We have been privileged to witness glorious testimonies of what Jesus does in the Spirit for those whom He loves and died for. Countenances literally change -- skin tones go from ashen gray to rosy and glowing. Eyes go from dull and dead to bright and shining. Tears flow as the person understands they have been transformed from Satan's Despised to Jesus's Beloved. They now lay claim to the Authority and Power that Jesus has bequeathed to them. They no longer wait for Jesus to come rescue them, but know He has given them the key to their own freedom... the authority to close the spiritual access points to a sinful nature, and the power of His blood to seal those portals permanently shut. The result is generational iniquity is canceled, and new stories are written in God's Book of Life. Future generations will know the love and favor of the Lord for following His righteous path. And their inheritance in Heaven will be significant. 

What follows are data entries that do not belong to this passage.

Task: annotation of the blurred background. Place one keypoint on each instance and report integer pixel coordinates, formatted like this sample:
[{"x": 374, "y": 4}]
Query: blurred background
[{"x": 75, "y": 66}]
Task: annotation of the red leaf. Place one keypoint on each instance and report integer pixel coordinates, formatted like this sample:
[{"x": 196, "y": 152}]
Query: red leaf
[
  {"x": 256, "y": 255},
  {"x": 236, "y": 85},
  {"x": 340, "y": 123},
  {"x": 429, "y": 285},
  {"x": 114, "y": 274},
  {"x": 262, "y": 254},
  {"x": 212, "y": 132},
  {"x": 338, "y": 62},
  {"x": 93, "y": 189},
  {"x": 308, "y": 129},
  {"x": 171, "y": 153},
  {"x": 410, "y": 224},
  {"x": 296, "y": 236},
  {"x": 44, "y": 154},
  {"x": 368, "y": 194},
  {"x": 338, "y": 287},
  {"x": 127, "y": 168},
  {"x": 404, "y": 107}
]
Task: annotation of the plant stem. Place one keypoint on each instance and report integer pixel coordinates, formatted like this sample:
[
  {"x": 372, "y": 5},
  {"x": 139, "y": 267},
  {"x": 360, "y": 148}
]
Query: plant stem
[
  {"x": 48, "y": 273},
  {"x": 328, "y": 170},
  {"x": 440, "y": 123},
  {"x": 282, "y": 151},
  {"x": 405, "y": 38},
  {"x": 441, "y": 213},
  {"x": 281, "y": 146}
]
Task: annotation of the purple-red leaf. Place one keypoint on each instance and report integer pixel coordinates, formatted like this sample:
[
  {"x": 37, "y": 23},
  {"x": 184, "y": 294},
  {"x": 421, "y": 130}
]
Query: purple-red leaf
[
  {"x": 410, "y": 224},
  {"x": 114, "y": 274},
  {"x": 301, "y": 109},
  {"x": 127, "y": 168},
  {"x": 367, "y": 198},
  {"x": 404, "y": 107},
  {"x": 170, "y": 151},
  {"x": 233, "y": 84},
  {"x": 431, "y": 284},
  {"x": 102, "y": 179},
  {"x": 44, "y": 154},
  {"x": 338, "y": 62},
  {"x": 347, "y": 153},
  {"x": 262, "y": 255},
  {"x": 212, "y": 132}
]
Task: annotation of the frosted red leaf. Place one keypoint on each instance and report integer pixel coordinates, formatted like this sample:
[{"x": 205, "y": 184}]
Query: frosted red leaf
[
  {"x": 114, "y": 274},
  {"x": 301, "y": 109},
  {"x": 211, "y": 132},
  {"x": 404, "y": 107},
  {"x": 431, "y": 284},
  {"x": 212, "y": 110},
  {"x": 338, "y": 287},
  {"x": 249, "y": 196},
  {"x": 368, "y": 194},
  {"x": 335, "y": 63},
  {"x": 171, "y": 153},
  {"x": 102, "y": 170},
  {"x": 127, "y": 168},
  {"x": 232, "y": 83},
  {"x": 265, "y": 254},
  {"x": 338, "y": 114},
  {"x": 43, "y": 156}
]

As I finish this declaration of Jesus's extraordinary and supernatural faithfulness, I want you to know that it extends to each one of us ... me and you! There is nothing we have every said or done that He cannot forgive and redeem us, IF we are willing to confess our sins, forgive those who have hurt us -- just as He forgives us -- and surrender our lives to His righteous ways. We have been given the keys to His Kingdom, where Freedom flourishes and God's will is the ruling principle [to know what He has put in us and how to use it]. The world and our Enemy is trying to convince us we are guilty, shameful, inadequate and unworthy. But I'm here to tell you that Jesus is just waiting for an invitation to conquer those lies and establish His truth as the ruling principle in your life. I have heard and seen Him demonstrate and confirm every promise stated in the Bible. And they are not just words in the Bible... He is the Living Word and the embodiment of all those promises! He can heal your pain and torment! Believe it!

#jesusheals #thebiblespromises #thefaithfulnessofgod #ourpowerandauthorityinchrist

Deuteronomy 7:9    Know therefore that the Lord your God is God; He is the faithful God, keeping His covenant of love to a thousand generations of those who love Him and keep His commandments.